Family History: Hearing Loss and Genetics

Family History: Hearing Loss and Genetics

Hearing loss is one of the most common sensory disorders, and it often results from aging or exposure to loud noises. However, sensorineural hearing loss is a type of hearing loss that is as tied to genetics and can be passed down through the family.

Here are some helpful things to know when facing sensorineural hearing loss:


According to Boys Town National Research Hospital, roughly 50% of childhood hearing loss is genetic, with 400 known genetic causes involving hearing loss.

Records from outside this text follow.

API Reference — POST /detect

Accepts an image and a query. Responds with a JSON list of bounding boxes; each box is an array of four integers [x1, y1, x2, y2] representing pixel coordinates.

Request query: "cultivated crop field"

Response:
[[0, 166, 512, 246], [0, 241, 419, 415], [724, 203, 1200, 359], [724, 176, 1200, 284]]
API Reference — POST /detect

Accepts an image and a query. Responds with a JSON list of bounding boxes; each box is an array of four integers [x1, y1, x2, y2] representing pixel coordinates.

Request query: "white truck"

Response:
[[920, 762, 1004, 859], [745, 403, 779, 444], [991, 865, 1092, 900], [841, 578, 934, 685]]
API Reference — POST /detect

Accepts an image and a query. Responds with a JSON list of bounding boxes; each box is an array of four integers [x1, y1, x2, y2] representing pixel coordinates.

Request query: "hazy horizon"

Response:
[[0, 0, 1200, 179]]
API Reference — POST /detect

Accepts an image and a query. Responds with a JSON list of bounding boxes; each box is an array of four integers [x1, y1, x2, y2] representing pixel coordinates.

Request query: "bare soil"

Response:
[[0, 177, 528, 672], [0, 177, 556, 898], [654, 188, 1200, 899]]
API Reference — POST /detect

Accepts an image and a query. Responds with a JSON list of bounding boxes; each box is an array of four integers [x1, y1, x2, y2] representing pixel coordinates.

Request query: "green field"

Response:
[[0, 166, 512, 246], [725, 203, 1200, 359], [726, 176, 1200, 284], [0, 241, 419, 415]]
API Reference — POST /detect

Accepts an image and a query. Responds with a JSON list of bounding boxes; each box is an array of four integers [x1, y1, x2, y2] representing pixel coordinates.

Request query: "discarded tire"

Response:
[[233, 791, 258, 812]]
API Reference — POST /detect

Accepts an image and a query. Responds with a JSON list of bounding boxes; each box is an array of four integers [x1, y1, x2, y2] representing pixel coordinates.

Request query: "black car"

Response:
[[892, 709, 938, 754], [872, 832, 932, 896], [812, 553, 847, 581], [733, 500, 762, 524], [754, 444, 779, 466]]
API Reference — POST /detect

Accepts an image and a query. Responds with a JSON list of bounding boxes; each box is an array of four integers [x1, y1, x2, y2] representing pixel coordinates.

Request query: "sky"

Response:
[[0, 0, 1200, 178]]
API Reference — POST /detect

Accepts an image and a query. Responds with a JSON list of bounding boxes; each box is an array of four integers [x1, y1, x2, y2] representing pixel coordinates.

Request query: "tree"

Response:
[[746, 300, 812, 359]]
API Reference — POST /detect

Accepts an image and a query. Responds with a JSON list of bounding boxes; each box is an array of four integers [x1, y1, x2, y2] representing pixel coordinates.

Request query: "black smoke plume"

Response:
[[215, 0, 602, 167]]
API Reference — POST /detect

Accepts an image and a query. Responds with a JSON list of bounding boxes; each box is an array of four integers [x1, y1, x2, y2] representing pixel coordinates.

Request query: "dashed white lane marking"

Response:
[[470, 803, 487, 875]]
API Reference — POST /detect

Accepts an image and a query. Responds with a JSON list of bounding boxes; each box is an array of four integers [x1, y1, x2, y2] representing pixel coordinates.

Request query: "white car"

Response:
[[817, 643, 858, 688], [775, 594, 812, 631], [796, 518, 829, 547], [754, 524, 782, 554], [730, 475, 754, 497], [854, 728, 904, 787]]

There are two types of genetic hearing loss: non-syndromic and syndromic. Syndromic hearing loss is accompanied with other symptoms of medical importance, such as blindness. Of the two, non-syndromic hearing loss is far more common.  

If one or both of your parents experienced hearing loss not related to age or loud noises, you could be a carrier. Carriers inherit a gene mutation that can lead to hearing loss without experiencing it themselves:

  • Carriers can pass their gene mutation and the subsequent hearing loss on to their children.
  • Many cases of genetic hearing loss result when both parents are carriers – this is known as “autosomal recessive.”
  • Rarely, genetic hearing loss occurs when one parent passes their hearing loss on to their child. This is called “autosomal dominant.”

Hearing loss doesn’t just affect the person involved, it impacts the entire family, and—in some cases—it’s passed down through the generations. By learning how hereditary hearing loss works, you’ll begin to understand the role it may play in your family in years to come.